While the protocol is not yet live, Gensyn projects the hourly cost to rent a GPU capable of machine learning model training to be around $0.40 per hour. With the potential for significantly more computing power as a whole collective network versus tech giants renting their limited supply, coupled with the fact that Gensyn does not charge a margin, compute costs can be reduced dramatically, allowing for continued advancement and open access to anyone who needs computing power necessary to train their models.

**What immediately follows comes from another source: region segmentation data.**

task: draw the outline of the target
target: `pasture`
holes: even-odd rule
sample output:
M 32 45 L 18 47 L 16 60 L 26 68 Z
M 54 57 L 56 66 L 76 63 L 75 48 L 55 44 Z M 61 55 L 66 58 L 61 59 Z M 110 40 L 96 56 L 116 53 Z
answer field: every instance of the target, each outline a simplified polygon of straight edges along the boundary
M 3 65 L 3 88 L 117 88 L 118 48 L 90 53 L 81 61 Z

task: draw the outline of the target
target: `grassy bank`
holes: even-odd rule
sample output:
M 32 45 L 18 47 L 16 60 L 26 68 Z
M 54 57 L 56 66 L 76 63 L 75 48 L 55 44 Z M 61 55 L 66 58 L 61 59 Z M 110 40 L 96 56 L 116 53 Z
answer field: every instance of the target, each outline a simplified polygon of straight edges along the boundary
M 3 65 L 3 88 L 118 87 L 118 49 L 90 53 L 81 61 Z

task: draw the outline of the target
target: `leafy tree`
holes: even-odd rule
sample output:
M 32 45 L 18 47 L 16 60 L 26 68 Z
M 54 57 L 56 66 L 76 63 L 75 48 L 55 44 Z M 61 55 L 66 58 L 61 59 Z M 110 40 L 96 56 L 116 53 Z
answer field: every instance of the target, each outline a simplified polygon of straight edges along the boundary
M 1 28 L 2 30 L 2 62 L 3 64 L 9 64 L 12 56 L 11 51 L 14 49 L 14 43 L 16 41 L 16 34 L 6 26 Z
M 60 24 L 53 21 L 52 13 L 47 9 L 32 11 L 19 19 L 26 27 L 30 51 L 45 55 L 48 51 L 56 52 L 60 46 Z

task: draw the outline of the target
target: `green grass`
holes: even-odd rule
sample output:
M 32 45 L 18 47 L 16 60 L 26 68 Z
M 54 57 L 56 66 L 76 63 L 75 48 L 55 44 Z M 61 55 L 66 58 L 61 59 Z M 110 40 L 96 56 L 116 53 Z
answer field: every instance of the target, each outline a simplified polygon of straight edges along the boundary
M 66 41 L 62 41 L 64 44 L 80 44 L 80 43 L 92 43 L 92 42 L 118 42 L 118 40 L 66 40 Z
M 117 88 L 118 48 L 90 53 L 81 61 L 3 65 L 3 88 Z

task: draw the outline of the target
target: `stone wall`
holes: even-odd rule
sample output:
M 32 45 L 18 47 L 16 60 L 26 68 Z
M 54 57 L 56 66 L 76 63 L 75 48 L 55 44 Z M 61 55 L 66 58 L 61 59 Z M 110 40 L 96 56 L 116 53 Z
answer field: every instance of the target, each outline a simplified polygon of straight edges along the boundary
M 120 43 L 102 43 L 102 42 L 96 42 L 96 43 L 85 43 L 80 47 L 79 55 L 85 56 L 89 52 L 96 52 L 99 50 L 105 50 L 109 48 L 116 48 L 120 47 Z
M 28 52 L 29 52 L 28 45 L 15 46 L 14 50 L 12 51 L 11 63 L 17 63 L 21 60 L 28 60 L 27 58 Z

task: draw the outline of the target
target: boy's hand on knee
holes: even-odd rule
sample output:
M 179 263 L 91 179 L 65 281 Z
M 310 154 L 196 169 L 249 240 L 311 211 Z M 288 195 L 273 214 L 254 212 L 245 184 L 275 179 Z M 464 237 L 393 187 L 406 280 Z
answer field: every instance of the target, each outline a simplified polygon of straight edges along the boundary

As machine learning continues to be integrated into our everyday lives and new use cases emerge, along with the increasing cost of compute and compute power needed for training further advanced models, Gensyn presents a unique solution to the current problems machine learning developers face. While this may not seem like an immediate case for a wave of adoption of cryptocurrency, we believe there will be significant demand for a purpose-built decentralized computing network as a cheaper alternative to AWS and Google. People will want to donate their idle GPU power in return for a reward as there is no cost to the user for providing idle power. Suppliers will be attracted to the idea that one could earn rewards by allowing access to your iPhone or MacBook’s computing capability whilst sleeping. As the appeal for rewards tied to computational power grows, there will be a surge in the supply of such power. This increase will unlock more possibilities for developers. Additionally, suppliers of this computing power will gradually enter the cryptocurrency sphere, which will stimulate them to investigate additional applications like Decentralized Finance (DeFi), Stablecoins, and NFTs. This expansion will eventually contribute to the enlargement of the overall ecosystem.